起業家の岡本麻里さん 精神病棟への入院経験で学んだ考え方

岡本麻里さん
岡本麻里さん(提供写真)
岡本麻里さん(31歳/起業家・クリエーター)=精神疾患

 出産後、私生活でさまざまな問題が重なりまして、精神的な疲労から体調を崩した末に、精神病棟に3カ月入院という経験をしました。

 体調不良の始まりは頭痛でした。2016年から17年にかけて2カ月に1度ぐらいの頻度で大きな頭痛に襲われるようになりました。陣痛が頭の中で起こっているような感覚で、バスケットボールを頭の内側からぶつけられているような痛みで、ひどい時は嘔吐して、その後は立てなくなってしまい脳梗塞なんじゃないかと思い、病院へ行くこともありました。

 強い鎮痛剤で少し和らぐものの、定期的にやってくる頭痛にさいなまれ、心労から体重が落ち、夜は眠れないし、電車の中でも過呼吸になることがありました。

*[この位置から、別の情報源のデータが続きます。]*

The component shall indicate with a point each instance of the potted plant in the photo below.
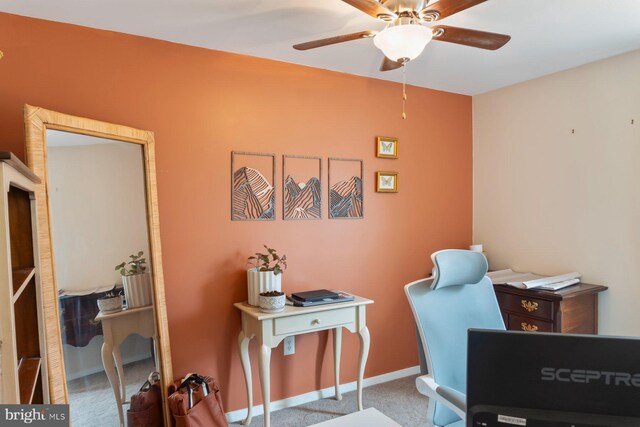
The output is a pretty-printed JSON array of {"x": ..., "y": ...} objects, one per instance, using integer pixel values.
[
  {"x": 272, "y": 301},
  {"x": 110, "y": 302},
  {"x": 136, "y": 281},
  {"x": 266, "y": 274}
]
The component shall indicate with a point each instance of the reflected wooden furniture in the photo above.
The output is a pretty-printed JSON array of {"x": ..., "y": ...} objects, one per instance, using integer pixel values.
[
  {"x": 570, "y": 310},
  {"x": 116, "y": 327},
  {"x": 271, "y": 328},
  {"x": 77, "y": 317},
  {"x": 22, "y": 340},
  {"x": 37, "y": 121}
]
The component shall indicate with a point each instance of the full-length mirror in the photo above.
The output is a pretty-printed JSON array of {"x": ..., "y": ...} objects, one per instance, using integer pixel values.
[{"x": 100, "y": 263}]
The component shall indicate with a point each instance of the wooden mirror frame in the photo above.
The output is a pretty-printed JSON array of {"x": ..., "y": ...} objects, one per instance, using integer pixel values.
[{"x": 37, "y": 120}]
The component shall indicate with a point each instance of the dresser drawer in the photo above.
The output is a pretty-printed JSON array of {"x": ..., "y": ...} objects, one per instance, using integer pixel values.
[
  {"x": 308, "y": 322},
  {"x": 526, "y": 305},
  {"x": 528, "y": 324}
]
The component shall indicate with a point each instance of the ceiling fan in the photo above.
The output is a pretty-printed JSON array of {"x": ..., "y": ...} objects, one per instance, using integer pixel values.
[{"x": 404, "y": 37}]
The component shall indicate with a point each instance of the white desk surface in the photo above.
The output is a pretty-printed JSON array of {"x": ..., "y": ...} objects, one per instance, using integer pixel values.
[
  {"x": 290, "y": 310},
  {"x": 370, "y": 417},
  {"x": 122, "y": 312}
]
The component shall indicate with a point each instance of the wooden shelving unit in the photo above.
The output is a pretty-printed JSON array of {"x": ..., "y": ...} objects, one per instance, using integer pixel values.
[{"x": 23, "y": 366}]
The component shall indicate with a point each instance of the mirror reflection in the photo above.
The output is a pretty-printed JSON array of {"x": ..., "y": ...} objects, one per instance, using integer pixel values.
[{"x": 102, "y": 271}]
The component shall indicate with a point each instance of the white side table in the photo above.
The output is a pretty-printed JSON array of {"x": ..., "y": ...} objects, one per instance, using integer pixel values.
[
  {"x": 271, "y": 328},
  {"x": 116, "y": 327}
]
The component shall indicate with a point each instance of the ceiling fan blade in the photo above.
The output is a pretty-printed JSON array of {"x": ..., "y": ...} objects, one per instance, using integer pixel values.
[
  {"x": 388, "y": 65},
  {"x": 446, "y": 8},
  {"x": 333, "y": 40},
  {"x": 473, "y": 38},
  {"x": 372, "y": 8}
]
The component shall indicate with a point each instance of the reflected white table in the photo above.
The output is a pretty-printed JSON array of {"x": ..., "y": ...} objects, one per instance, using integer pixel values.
[
  {"x": 271, "y": 328},
  {"x": 115, "y": 328}
]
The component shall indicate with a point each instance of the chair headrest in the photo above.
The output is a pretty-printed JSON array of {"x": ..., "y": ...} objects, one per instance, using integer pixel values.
[{"x": 455, "y": 267}]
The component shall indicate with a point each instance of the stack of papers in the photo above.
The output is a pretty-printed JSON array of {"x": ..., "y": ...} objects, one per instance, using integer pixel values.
[
  {"x": 318, "y": 297},
  {"x": 530, "y": 280}
]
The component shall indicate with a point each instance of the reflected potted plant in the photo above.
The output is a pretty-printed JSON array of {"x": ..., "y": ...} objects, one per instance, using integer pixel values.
[
  {"x": 111, "y": 302},
  {"x": 266, "y": 274},
  {"x": 136, "y": 281}
]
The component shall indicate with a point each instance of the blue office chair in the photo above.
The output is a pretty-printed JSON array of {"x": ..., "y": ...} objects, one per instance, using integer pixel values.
[{"x": 458, "y": 297}]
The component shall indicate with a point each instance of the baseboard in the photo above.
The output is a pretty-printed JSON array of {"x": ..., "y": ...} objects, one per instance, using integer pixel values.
[
  {"x": 289, "y": 402},
  {"x": 95, "y": 369}
]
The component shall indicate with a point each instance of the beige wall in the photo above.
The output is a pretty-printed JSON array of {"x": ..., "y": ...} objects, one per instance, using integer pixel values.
[
  {"x": 98, "y": 212},
  {"x": 551, "y": 201}
]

 当時は、前の夫の前妻の遺品整理などをしたり、さまざまな人の思いや主張が絡んで体調不良が続き、月1回のペースで夫と2人でカウンセリングを受けていた時期もありました。

 それでも何も解決せず、最終的に「命を失えばわかってもらえるのかな?」と思うようになりました。

 これは今だから言えることですが、当時は感覚がマヒしていて、自分の精神状態が悪化していることも理解しきれていませんでした。

 精神科の隔離病棟に入院する前後のことはあまり覚えておらず、なぜ自分が入院しなくてはいけないのかも、初めは意味がわかりませんでした。 これを読んでくださっている方々は、精神病棟の治療がどんなものか、気になるところだと思いますが、私の場合は、想像していたよりも治療らしい治療はありませんでした。医師の面接も3日に1度程度、朝6時に起床して、夜8時に眠る以外にやることがありません。8時になんて眠れないので睡眠薬をもらうことも多かったです。

 面会も許されているのは親族である大人だけで、一番会いたい息子(当時2歳)には一切会えませんでした。それが今までのどんなことより、一番つらいことになりました。息子が幸せでいてくれることが私にとっての一番の幸せだと気付けたことにより、今まで人に求めてばかりいた幸せが、息子に見返りを求めずに与える幸せに変わりました。生きる理由がシンプルになりました。その後、シングルマザーという道も不安から希望に変わりました。

「生きているのは、過去でも未来でもない。今だけだ」と思ったのは、入院中に北朝鮮がミサイルを撃ったというニュースを見た時でした。

「もし病院にミサイルが落ちたら、息子に会えなくてつらいというこの感情さえもなくなってしまう」と思い、「過去にとらわれたり未来に不安を抱いている場合じゃない。今をただ生きればいい」という気持ちになりました。

 必要なのは今を生きること。自分の体調と心に素直になり「頑張ってるね。無理しなくていいよ」と、今を生きれば、過去も報われるし、未来も救われる――そう、すっきり霧が晴れました。

 入院の途中からは、「ここは熱海の旅館で、自分は執筆のために缶詰めになれる!」と思うことにしました。東京では、日々何かに追われる生活でしたから、この有り余る自由な時間を有意義に使おうと、アニメの台本を書くことを思いついて、うまく気持ちを置き換えられたのが幸いでした。

 入院生活中は、いろんな患者さんがいて、いろんな場面に遭遇しました。急に怒り出す人、夜中にドアを叩いて悩みを言う人、見えない人としゃべる人、病室でオシッコしちゃうおじいちゃん……。それを看護師さんに報告するのが私の役目みたいになっていました。

■「生きるために頑張らない」

 今思うと、この入院生活や、入院前の傷ついた経験は、心を鍛えるためのトレーニングだったのかなと思います。乗り越えるたびに楽になる、を何度も繰り返して“筋肉”がついた気がします。退院した頃には精神的にマッチョになっていたんじゃないかな。今の私にとって、この時の心の病気は「意味のある」必要な経験だったと思えるようになりました。

 あんなに悩まされた頭痛も退院してからなくなりました。今は体調がすごくよくなりました。

 病気で学んだことはたくさんあるのですが、「生きるために頑張らない」という考え方が私には必要でした。よく「精神的に弱いから病んでしまう」という人がいるんですけど、強い弱いではなく、頑張り過ぎた人がなるのかなと思いました。公表しづらいと思う人が多いと思いますが、精神疾患は決して悪いことでもないし、ましてや犯罪ではないし、恥ずかしいことでもないと思っています。

 疲れたら休んでいいし、頑張らなくていい。そんな自分を許してあげることが大事。私が今、心掛けているのは健康です。

 シングルマザーですし、せめて息子が独り立ちするまでは絶対に死ぬわけにはいきません。欲をいうならば孫の顔も見たいです! 今は程よく力を抜き、求める愛から与える愛に変わり、とてもハッピーです。

(聞き手=松永詠美子)

▽おかもと・まり 1989年、群馬県生まれ。地方アイドルとしてデビューし、2010年に広末涼子のものまねで注目される。15年に結婚。出産を経て株式会社「minto.」を起業する。18年に芸能界を引退し、その後に離婚。現在は人間力や交流力、生きるをテーマにしたWEBコンテンツや講演会、作品づくりなどを手掛ける。